I do have some queries. Some are very minor so if I post them at all it will be in a follow up post.

But two queries might have a significant impact on the severity of the regime that it looks we (the human population) face from the group's analysis (for which I believe they are owed many thanks given the considerable work involved, and its importance):

Can the restrictions be relaxed more often than just a 1/3 of the time?

ImperialCollegeCovid19ResponseGroupFi...

In figure 4, the peaks are projected to be much lower after the first one.  ICU (Intensive Care Unit) surge capacity is stated (page 13 of the report) to be approximately 5,000 beds.  

Couldn't we switch to a higher trigger level for reimposing restrictions (such that the peaks are around 1,000 or even 2,000 ICU beds rather than the 400 shown in figure 4)? 

This would demand a lower proportion of time in suppression mode than the 2/3 projected in figure 4.

To what extent might the assumed mortality rate be significantly overstated due to not counting infected cases with little or no symptoms?
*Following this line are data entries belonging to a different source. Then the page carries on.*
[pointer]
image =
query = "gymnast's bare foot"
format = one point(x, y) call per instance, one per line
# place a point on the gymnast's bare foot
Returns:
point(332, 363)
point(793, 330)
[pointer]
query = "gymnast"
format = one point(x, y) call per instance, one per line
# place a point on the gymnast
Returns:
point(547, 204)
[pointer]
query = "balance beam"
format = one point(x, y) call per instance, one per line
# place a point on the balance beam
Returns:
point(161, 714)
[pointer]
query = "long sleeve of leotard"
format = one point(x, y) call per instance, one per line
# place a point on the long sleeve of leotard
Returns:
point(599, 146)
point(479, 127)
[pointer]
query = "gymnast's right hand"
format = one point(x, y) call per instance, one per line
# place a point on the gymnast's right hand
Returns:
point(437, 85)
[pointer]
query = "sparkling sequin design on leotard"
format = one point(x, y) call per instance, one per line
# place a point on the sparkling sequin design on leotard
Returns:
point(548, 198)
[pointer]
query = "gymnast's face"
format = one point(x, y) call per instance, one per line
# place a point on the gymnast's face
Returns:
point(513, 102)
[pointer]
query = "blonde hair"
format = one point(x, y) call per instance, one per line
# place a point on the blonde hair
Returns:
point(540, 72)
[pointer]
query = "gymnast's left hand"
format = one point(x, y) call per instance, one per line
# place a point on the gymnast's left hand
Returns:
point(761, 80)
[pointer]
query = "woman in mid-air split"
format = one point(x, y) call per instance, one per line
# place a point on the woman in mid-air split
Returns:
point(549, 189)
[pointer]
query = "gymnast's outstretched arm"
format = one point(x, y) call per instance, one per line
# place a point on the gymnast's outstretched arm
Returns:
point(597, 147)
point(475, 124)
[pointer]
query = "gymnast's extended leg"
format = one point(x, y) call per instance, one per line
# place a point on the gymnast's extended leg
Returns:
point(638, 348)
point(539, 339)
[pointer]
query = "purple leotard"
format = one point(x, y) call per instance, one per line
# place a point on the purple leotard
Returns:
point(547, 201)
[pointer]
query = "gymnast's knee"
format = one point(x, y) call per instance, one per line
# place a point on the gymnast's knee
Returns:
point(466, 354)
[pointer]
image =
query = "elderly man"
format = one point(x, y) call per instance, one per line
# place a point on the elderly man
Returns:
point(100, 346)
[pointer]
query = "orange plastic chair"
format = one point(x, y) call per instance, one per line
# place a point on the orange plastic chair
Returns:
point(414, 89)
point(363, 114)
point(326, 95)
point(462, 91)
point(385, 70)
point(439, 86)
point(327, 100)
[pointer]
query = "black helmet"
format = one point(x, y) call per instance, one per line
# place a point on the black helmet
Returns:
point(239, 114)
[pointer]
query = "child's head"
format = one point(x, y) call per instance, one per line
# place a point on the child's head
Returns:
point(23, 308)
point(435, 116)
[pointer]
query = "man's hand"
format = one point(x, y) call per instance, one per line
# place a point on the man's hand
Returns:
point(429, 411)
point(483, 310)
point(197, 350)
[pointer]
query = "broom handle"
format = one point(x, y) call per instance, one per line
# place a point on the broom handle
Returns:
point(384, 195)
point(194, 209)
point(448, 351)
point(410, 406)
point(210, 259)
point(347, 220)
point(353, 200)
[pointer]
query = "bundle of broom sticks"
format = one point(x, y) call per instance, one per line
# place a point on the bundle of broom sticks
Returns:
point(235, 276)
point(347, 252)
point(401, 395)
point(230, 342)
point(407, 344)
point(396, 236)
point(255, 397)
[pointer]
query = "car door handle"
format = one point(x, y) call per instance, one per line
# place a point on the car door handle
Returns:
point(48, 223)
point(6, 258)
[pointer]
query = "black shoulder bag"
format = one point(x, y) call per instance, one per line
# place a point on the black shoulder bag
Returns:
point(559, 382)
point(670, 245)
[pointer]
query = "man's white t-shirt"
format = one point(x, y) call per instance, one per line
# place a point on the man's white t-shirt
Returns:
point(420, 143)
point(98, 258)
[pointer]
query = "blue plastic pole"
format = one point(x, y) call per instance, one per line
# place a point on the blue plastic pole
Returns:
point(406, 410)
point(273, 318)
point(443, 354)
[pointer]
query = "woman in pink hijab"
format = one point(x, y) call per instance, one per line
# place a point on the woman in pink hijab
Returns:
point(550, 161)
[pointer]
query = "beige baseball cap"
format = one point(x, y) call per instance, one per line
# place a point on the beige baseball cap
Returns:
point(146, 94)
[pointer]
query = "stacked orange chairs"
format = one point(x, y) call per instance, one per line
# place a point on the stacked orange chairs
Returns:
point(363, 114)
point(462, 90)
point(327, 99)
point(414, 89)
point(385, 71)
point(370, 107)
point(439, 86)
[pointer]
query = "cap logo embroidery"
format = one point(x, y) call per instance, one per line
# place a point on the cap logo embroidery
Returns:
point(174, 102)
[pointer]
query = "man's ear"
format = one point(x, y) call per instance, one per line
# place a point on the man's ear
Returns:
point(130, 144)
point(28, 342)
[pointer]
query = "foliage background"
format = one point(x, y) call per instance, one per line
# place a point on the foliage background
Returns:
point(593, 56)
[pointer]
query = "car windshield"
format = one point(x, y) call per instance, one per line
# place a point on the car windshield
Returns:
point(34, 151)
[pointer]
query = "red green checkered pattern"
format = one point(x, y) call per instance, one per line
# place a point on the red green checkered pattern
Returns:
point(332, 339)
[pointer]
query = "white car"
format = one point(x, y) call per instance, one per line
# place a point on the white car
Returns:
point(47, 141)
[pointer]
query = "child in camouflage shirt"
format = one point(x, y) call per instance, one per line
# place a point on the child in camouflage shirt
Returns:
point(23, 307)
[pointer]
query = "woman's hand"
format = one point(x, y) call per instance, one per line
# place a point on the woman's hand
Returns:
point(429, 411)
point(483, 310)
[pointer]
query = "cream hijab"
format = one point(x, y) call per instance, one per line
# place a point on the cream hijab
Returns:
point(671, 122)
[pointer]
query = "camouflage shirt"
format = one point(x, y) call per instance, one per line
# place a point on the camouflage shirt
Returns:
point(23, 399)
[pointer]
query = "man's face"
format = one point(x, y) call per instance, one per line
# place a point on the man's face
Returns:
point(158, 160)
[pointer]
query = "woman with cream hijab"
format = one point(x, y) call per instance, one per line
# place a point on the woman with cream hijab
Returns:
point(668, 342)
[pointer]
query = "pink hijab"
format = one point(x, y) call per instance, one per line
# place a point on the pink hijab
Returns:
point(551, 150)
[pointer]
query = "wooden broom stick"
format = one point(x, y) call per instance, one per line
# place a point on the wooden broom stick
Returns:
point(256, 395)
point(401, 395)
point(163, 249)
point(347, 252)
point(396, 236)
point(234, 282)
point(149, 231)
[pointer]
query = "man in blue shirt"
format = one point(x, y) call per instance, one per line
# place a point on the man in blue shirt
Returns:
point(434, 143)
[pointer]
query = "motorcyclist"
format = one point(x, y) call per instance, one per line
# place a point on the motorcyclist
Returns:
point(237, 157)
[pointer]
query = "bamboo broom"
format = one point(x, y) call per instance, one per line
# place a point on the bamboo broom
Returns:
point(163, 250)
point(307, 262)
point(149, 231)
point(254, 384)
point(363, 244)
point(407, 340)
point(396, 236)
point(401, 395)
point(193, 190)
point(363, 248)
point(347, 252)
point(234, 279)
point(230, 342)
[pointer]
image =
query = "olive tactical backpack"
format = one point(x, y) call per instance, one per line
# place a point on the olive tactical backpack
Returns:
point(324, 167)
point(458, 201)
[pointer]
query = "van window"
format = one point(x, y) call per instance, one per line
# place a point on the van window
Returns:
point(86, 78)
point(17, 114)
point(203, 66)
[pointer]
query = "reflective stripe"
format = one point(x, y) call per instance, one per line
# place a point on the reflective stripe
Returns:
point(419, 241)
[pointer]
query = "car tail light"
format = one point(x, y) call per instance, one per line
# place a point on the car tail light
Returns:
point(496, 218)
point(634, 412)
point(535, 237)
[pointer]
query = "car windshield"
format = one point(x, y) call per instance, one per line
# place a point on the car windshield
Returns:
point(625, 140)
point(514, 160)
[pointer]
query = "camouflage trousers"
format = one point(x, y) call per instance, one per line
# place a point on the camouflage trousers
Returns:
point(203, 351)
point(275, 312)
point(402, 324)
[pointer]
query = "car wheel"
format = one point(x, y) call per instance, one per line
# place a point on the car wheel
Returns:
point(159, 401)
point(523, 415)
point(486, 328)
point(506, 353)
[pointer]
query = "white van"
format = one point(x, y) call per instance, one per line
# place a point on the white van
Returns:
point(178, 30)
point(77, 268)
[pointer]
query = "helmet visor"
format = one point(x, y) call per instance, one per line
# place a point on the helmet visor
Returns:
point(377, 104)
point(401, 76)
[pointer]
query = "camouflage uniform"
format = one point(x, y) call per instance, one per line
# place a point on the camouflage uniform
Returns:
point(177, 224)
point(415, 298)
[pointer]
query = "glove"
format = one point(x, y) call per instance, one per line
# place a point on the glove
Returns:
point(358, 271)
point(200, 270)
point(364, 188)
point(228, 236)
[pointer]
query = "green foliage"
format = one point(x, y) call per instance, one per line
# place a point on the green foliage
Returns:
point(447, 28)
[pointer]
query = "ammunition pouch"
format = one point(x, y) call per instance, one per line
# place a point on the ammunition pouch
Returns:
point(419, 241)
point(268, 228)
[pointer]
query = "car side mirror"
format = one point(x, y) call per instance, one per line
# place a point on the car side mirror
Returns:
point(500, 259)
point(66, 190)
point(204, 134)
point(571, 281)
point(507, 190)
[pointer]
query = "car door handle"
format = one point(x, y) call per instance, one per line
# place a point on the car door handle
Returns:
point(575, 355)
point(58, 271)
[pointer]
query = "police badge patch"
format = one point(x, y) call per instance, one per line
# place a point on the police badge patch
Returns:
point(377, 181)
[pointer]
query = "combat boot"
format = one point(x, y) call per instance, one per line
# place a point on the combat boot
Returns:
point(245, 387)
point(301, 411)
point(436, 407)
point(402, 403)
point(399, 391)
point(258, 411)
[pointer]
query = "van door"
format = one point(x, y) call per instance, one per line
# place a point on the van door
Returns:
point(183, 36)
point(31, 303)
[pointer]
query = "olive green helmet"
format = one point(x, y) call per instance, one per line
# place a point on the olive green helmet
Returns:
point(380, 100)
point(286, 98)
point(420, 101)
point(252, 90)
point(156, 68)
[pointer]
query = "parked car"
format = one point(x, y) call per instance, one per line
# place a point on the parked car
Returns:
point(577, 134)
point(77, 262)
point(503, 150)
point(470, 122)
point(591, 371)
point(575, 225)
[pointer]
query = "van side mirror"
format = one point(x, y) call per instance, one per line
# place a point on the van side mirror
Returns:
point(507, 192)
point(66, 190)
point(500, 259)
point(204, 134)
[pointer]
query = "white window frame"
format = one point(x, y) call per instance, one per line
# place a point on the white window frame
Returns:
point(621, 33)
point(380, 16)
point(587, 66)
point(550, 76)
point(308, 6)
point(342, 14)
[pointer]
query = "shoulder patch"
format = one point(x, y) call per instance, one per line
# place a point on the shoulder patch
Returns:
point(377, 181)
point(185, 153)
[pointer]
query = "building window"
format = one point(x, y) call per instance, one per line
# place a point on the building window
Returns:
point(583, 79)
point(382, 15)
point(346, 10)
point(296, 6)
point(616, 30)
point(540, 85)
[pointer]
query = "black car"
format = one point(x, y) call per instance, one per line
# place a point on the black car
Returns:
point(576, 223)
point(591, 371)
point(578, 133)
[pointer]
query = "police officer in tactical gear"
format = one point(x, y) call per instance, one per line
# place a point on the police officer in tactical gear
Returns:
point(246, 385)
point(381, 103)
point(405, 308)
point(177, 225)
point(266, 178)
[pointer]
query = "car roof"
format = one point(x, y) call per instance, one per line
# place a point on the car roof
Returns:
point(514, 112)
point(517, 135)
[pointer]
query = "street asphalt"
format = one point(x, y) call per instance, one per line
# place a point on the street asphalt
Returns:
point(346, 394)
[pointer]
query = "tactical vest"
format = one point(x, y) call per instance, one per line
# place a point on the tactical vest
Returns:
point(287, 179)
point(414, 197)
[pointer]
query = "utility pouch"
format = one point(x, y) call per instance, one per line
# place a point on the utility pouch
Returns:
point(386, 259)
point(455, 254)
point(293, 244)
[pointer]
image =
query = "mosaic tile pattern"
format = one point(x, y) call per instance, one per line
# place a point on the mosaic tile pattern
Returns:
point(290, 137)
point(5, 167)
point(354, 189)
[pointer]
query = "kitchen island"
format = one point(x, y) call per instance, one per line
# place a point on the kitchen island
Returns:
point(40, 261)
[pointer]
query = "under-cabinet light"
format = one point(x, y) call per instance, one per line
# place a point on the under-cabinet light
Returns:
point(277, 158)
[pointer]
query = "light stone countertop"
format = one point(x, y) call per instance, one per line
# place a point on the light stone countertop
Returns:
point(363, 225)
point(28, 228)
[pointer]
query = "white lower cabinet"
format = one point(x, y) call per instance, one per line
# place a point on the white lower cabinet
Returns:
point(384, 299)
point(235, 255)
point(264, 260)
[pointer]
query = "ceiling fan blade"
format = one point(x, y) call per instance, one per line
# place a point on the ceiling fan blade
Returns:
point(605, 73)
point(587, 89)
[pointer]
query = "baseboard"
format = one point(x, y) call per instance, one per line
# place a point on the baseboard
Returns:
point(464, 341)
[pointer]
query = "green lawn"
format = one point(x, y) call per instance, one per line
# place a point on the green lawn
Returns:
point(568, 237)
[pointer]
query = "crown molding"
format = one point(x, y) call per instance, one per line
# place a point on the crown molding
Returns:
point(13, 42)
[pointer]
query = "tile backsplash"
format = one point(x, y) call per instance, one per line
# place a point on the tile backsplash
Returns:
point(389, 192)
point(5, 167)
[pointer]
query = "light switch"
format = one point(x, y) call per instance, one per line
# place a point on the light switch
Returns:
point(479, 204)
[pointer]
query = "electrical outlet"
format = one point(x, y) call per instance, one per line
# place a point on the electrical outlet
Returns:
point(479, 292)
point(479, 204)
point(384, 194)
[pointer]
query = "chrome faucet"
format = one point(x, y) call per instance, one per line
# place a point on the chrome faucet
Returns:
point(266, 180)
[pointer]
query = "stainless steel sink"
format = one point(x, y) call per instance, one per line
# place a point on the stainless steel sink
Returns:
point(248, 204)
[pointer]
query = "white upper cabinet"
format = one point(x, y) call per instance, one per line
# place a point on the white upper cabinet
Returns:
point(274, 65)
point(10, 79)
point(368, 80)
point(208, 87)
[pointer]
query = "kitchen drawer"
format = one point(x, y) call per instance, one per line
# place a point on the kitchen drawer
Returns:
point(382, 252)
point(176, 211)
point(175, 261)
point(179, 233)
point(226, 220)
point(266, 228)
.One of the paper's key assumptions is the Infection Fatality Rate (the death rate for infected patients) of 0.9%.  That is stated (on page 5) to have been arrived at from an analysis of known deaths out of total known cases in China, and adjusted for the UK's age distribution.

But the UK's Chief Medical Officer has stated that the government's best estimate of the true current number of cases (including patients who are unaware that they have COVID-19, because they haven't been tested) is around 40,000 to 50,000, as compared with the most recent number of confirmed cases so far (2,626 as at 0900 on 18 March 2020). 

Of course it is not clear whether "40 to 50 thousand" means currently active cases, or the total number infected so far, which would be comparable with the 2626 known cases.

But it does seem possible that if we (or the Chinese) could test everyone, we might find that the number of current cases is actually 10 times higher than the current number of confirmed cases. In which case the correct average mortality rate to assume might not be 0.9% but 0.09%.

Because of exponential growth in the number of infections, NHS capacity would still be breached without suppression, but instead of the post breach death rates being somewhere between 1.5% and 4.4%, they would be between 0.15% and 0.44%, leading to extra deaths compared to a normal year of the order of 100,000 to 290,000 - still bad, but better than the current 600,000 we face the prospect of, even under the suppression policy (given that the government has said that most of us are likely to be infected at some point), on the assumption of a death rate of 0.9%.